Dieu est absolument transcendant, personne ne peut le connaitre. Il ne partage rien de lui-même. Mais en même temps il est le Dieu qui entre dans l’histoire des hommes et se révèle en Jésus Christ, vrai homme et vrai Dieu en qui il est totalement présent. Mais nous n’admettons pas les contradictions, nous ne supportons pas les contraires. Dès lors nous avons commencé à diviser, à classifier, à ordonner, ce qui est blanc est blanc, ce qui est noir est noir. Sans nous en rendre compte nous avons, sous prétexte de réduire des contradictions, nous sommes, enfermés dans des impossibilités que l’esprit théologique avec une subtilité sans pareille s’est évertué à exclure. Ce qui a conduit à faire n’importe quoi sur terre puisque Dieu est au ciel. Au contraire Dieu est tout en Jésus-Christ ; tout Dieu incarné dans un homme.

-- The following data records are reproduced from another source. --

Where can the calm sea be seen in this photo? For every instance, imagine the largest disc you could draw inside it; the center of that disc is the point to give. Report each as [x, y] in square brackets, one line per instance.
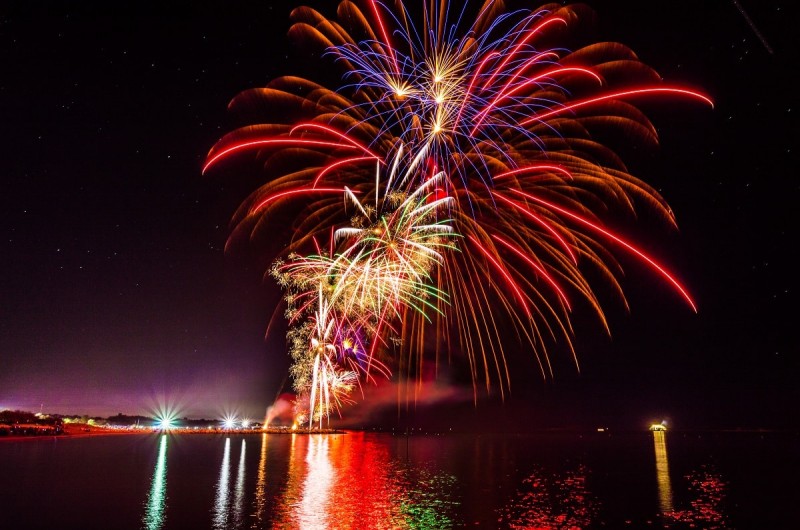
[377, 480]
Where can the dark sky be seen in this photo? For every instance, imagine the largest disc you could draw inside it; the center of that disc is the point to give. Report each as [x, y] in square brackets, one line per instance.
[116, 296]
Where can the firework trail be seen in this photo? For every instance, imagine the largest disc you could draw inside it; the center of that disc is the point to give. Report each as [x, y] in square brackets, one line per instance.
[451, 187]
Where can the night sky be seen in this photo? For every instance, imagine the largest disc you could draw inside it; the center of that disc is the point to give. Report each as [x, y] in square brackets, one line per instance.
[116, 295]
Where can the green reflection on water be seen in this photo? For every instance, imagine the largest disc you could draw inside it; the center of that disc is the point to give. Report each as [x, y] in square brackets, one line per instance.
[157, 498]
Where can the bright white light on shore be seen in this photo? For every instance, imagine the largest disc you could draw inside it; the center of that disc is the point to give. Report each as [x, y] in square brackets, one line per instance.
[166, 421]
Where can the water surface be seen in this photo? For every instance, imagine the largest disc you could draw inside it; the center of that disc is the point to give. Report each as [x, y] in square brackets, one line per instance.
[378, 480]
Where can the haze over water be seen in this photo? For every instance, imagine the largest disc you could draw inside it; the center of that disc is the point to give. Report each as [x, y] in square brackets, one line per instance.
[379, 480]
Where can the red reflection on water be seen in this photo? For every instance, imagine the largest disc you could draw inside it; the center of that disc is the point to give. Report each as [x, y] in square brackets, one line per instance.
[706, 510]
[350, 481]
[550, 501]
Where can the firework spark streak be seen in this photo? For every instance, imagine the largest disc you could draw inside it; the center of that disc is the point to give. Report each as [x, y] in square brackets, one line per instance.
[454, 178]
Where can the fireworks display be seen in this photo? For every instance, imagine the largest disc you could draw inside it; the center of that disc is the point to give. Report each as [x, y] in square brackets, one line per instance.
[450, 190]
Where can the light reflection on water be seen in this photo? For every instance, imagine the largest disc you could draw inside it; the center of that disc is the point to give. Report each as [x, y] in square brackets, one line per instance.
[223, 492]
[157, 498]
[552, 500]
[662, 471]
[238, 502]
[358, 480]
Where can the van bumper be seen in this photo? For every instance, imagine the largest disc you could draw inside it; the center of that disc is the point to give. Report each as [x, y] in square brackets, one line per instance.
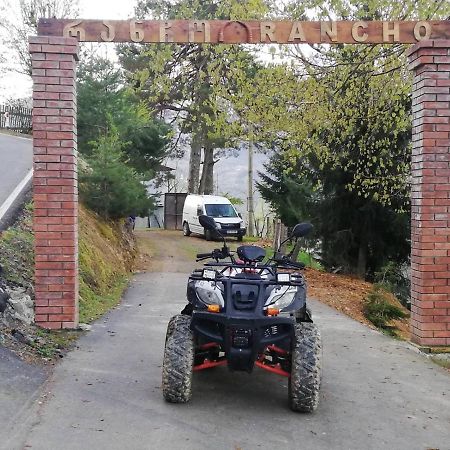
[236, 232]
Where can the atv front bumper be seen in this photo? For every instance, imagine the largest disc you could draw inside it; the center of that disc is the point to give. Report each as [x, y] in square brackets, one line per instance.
[242, 339]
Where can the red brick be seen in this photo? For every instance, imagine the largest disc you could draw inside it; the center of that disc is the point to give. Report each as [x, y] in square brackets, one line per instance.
[50, 325]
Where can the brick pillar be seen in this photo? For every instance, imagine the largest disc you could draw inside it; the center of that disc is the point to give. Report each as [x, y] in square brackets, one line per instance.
[430, 254]
[55, 189]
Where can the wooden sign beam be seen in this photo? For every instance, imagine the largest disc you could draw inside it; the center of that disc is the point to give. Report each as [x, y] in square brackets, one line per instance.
[250, 32]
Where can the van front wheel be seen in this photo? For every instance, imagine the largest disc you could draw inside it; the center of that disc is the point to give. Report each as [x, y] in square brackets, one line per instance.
[186, 230]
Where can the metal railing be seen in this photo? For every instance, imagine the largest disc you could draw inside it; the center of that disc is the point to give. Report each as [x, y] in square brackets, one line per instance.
[16, 118]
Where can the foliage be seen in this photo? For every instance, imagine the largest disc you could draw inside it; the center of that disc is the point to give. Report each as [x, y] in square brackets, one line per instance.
[379, 310]
[104, 101]
[340, 119]
[233, 200]
[109, 186]
[106, 252]
[190, 84]
[20, 20]
[393, 278]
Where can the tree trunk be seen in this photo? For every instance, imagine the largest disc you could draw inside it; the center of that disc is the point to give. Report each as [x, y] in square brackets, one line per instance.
[194, 163]
[207, 180]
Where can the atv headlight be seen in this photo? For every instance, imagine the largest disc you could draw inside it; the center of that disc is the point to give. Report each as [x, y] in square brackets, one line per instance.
[209, 292]
[281, 297]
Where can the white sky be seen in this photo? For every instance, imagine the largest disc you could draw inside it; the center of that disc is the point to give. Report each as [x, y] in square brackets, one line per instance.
[232, 171]
[13, 85]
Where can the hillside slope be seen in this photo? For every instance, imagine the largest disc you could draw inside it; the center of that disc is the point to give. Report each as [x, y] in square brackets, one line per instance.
[106, 255]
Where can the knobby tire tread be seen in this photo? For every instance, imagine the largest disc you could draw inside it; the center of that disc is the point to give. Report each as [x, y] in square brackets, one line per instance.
[178, 360]
[304, 384]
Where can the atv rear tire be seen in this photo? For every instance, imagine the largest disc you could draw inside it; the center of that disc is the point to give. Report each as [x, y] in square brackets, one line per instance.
[304, 384]
[178, 360]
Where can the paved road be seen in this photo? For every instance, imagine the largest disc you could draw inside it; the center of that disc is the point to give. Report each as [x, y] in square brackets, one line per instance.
[16, 156]
[377, 393]
[20, 386]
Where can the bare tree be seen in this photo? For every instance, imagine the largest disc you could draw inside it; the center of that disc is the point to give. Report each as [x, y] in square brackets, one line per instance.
[18, 21]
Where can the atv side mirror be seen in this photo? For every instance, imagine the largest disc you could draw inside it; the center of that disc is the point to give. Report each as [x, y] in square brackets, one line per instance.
[207, 222]
[301, 229]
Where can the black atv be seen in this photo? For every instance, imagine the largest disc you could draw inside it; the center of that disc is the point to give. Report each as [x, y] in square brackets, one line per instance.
[245, 313]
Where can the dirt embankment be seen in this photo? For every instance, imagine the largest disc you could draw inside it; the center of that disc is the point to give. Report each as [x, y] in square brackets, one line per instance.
[106, 257]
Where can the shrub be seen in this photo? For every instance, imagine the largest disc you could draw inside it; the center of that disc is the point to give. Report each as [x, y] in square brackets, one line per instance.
[393, 277]
[379, 310]
[111, 187]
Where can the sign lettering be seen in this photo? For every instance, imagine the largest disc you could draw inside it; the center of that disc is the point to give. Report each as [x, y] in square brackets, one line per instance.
[388, 31]
[356, 32]
[255, 32]
[199, 27]
[108, 36]
[296, 33]
[328, 29]
[73, 29]
[426, 27]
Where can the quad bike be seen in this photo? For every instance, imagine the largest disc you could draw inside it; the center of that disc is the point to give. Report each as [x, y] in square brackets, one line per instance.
[245, 313]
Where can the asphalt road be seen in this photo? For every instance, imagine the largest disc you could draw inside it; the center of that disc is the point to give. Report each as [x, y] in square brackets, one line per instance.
[16, 160]
[377, 393]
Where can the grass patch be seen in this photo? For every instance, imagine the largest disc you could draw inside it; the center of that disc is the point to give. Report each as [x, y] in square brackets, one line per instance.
[380, 310]
[93, 306]
[251, 239]
[17, 250]
[106, 253]
[50, 343]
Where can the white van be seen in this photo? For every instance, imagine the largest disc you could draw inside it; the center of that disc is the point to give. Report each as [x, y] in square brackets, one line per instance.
[226, 217]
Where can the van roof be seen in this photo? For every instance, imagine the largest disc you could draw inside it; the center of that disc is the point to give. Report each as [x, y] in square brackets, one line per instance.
[212, 199]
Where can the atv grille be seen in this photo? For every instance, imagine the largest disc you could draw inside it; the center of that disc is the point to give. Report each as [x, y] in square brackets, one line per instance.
[245, 296]
[271, 331]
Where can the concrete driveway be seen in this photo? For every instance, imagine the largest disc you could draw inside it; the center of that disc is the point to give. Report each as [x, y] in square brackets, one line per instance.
[377, 393]
[16, 156]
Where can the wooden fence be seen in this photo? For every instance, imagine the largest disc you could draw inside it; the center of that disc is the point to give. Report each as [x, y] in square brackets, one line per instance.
[16, 118]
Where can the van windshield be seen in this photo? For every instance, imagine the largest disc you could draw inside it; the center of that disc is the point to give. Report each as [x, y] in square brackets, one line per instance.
[220, 211]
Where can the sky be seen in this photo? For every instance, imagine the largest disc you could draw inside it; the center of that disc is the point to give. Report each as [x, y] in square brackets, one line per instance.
[232, 171]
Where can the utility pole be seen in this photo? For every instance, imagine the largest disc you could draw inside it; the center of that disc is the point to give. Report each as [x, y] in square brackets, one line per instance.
[250, 209]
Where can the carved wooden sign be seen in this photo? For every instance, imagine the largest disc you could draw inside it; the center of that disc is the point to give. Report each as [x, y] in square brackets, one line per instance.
[252, 32]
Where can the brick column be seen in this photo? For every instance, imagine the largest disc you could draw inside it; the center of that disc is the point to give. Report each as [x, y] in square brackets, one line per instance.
[430, 254]
[55, 189]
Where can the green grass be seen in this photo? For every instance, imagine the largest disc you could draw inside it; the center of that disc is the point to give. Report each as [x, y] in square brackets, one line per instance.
[50, 343]
[379, 310]
[93, 305]
[17, 250]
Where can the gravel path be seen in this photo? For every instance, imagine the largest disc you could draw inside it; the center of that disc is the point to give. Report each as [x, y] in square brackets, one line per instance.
[377, 393]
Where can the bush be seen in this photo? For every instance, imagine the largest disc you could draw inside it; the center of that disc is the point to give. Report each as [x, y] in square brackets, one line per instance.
[393, 277]
[111, 187]
[379, 310]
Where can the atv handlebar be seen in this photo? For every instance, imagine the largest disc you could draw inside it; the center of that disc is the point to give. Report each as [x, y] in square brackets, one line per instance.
[297, 265]
[203, 255]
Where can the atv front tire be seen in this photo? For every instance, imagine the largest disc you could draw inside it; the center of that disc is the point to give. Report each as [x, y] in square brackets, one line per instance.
[178, 360]
[304, 384]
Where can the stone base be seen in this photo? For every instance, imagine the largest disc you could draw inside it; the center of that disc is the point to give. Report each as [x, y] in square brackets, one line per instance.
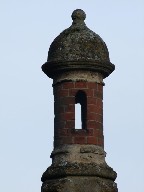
[79, 168]
[79, 184]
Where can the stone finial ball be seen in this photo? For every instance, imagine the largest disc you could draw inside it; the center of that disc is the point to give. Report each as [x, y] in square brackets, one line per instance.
[78, 14]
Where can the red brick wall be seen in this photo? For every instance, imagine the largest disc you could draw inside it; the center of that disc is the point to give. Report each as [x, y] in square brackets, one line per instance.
[64, 109]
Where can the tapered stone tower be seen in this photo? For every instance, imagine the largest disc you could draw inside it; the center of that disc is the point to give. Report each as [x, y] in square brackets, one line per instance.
[78, 61]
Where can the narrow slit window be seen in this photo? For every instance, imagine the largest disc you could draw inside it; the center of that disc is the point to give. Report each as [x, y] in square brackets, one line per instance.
[80, 110]
[78, 122]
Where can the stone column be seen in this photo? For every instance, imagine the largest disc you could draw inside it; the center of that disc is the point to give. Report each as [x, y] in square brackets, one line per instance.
[78, 61]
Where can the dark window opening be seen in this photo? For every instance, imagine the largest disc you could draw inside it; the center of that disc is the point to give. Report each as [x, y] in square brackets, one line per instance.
[80, 110]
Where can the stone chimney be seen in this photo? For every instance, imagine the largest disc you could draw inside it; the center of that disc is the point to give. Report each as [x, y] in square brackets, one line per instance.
[78, 61]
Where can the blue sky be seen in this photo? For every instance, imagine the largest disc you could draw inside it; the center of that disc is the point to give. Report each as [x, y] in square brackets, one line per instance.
[26, 99]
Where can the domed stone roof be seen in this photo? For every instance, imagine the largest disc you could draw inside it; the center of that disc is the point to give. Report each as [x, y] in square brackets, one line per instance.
[78, 48]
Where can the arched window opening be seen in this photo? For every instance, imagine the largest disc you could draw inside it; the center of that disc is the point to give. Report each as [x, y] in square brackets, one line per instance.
[80, 110]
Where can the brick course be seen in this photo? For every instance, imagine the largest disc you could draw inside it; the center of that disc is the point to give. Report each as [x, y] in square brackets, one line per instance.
[64, 109]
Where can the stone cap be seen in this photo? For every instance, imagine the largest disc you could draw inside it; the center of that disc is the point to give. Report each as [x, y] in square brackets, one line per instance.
[78, 48]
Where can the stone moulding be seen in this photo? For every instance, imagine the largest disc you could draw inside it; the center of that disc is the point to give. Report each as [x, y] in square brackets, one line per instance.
[79, 169]
[53, 68]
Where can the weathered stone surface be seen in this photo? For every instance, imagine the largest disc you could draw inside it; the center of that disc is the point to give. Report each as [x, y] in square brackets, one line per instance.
[78, 61]
[78, 48]
[79, 184]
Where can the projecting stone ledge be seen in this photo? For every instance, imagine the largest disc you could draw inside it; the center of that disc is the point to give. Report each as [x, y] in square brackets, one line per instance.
[79, 184]
[79, 168]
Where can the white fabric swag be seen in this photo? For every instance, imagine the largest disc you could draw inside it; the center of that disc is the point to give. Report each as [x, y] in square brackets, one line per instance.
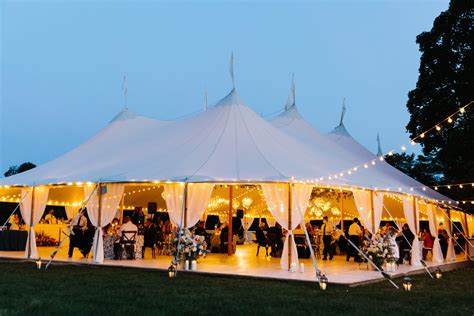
[71, 211]
[276, 197]
[411, 217]
[109, 204]
[197, 198]
[450, 255]
[40, 199]
[436, 252]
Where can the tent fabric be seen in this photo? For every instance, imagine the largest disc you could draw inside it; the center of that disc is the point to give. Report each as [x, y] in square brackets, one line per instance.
[276, 196]
[198, 199]
[411, 216]
[437, 254]
[40, 198]
[173, 194]
[109, 203]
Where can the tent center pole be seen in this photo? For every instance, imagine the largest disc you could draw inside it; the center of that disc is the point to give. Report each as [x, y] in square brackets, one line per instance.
[229, 231]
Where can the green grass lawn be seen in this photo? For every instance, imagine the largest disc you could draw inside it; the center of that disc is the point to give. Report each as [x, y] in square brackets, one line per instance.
[64, 289]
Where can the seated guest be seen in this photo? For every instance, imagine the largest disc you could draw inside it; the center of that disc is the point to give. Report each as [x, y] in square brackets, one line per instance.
[404, 241]
[149, 236]
[50, 218]
[128, 227]
[76, 239]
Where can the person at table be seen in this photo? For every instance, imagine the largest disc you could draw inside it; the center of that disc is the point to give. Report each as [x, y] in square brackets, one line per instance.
[14, 222]
[354, 232]
[50, 218]
[404, 241]
[327, 230]
[76, 238]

Dieu est un, cela a conduit à l’obsession de l’unité. Cela s’est vérifié dès le IVème siècle à refaire l’unité de l’empire qui va se diviser en deux puis en quatre. Les monarchies absolues en seront aussi une conséquence. Le christianisme doit tout recouvrir. Des difficultés se sont faites jour qui ont conduit au syncrétisme, amodiation réciproque du christianisme et de ce qui lui résiste. Ainsi il a fallu adapter le christianisme à la philosophie grecque et aux religions diverses de l’empire romain, au bouddhisme, à l’hindouisme, au modernisme, au marxisme puis à l’islam.

Jacques Ellul nous révèle sans concession le caractère essentiel du christianisme qu’il ne veut plus nommer ainsi mais qu’il appelle X. Dieu que nul ne connait se révèle en Jésus Christ, vrai homme et vrai Dieu, il est tout en Jésus-Christ. Au cours des siècles cette vérité antagoniste a suscité une démarche intellectuelle qui a voulu classifier et exclure les contradictions de cette révélation en une amodiation du christianisme à ce qui lui résiste. Ce qui a subverti le christianisme alors qu’il est une subversion.

Maintenant que les chrétiens deviennent minoritaires en France, sa pensée réhabilitant X est d’actualité et peut nous permettre de développer notre discernement. A cet égard nous pouvons avoir une attention particulière aux groupes minoritaires actuels comme lutte et contemplation ou les alter cathos en marge de l’Eglise et des groupes conservateurs.